Vivimos en una sociedad que nos exige, nos demanda y nos pide un ritmo rápido y constante. En una sociedad que suponemos cada vez más libre y tolerante y en la que, sin embargo, se nos pide encajar en determinados patrones.
Vivimos en una sociedad en la que entendemos, que cuando uno no se encuentra bien físicamente, debe acudir al médico. Y si sucede que debemos enfrentarnos a una enfermedad leve, grave o incluso crónica, solemos buscar un remedio para la misma, asumiendo que nos ha tocado lidiar con esto.
Sin embargo, también vivimos en una sociedad en la que no ponemos el mismo cuidado ante el sufrimiento o malestar psicológico. Suponemos que el mismo nos lo hemos buscado nosotros y que como tal, uno mismo es responsable de sanar. Y aquí está el fuerte estigma hacia la enfermedad mental: entendemos la enfermedad mental como un sinónimo de “locura” y aunque por suerte cada vez menos, se sigue considerando que ir al psicólogo es “cosa de locos o débiles”.

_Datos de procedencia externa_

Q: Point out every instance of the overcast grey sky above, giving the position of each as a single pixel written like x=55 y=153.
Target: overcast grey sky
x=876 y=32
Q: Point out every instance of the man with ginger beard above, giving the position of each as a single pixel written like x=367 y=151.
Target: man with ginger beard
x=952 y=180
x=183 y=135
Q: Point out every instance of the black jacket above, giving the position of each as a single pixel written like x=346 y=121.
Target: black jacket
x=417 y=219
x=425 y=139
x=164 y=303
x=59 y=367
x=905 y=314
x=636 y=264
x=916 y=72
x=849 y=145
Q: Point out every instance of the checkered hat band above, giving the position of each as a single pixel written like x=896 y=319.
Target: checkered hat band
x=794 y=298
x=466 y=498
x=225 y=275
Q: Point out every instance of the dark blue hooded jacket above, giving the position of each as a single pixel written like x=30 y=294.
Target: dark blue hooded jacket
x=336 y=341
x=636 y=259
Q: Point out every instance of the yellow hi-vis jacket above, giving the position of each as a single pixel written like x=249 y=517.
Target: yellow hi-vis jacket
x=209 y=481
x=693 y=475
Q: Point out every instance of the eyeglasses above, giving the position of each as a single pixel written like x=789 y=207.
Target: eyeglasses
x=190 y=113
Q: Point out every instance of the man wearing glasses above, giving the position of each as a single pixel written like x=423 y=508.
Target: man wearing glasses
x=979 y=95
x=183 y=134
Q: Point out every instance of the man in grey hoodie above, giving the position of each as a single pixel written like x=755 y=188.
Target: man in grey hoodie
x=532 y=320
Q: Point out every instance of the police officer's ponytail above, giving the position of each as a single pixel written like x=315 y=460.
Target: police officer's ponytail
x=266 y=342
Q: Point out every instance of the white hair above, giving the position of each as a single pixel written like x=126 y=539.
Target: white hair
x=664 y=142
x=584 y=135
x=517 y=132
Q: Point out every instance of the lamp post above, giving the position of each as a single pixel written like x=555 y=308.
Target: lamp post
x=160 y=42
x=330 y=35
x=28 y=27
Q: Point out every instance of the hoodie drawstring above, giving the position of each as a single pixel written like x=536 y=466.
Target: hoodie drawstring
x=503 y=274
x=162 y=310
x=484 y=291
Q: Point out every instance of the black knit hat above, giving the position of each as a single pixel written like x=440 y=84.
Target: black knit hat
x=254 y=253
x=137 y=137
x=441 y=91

Sin embargo, tal vez hoy en nuestro país exista un padre que no puede aceptar haber perdido a su hijo en un accidente de tráfico. Nuestro vecino, igual lleva varios meses sin atreverse a salir de casa por si le da un ataque de pánico y a tres manzanas un hombre ha decidido volver a coger el coche tras 9 meses desde aquel accidente que le hizo evitar volver a conducir. En Madrid, Luis se acaba de acabar el vaso de Whisky tras 13 años de abstinencia y en Bilbao, una mujer se culpa por no haber podido evitar que aquel hombre le forzara, porque “quizá no tendría que haberse puesto esa ropa”. En Asturias, un adolescente se siente angustiado porque sus compañeros de clase se ríen de él. En Galicia una persona está pensando cómo quitarse la vida mientras en cualquier otra parte del mundo, seguro que otra persona ya lo ha hecho.
No nos educan para aprender a manejar nuestras emociones. No nos enseñan qué hacer si sentimos dolor ni a no sentirnos culpables por ello. No nos enseñan a gestionar la pérdida de un ser querido u otro tipo de duelo, trauma o enfermedad. No nos informan de que estar tristes o sentirnos mal entra dentro de la normalidad y tampoco nos enseñan a pedir ayuda cuando no sabemos cómo gestionar nuestro malestar por uno mismo.
Sin embargo, debemos entender que ir a terapia es solamente una forma de mejorar nuestro bienestar emocional (igual que vamos al fisio si tenemos contracturas o al nutricionista si queremos mejorar nuestra alimentación), y no debemos tener miedo a decirlo en voz alta, con el orgullo de quien ha sabido detectar un problema y ponerle remedio. Y sobre todo, no percibamos que ir al psicólogo es solo para “débiles o locos”, porque ningún ser humano se salva de librar su propia batalla y “locos”, alguna vez, nos volvemos todos.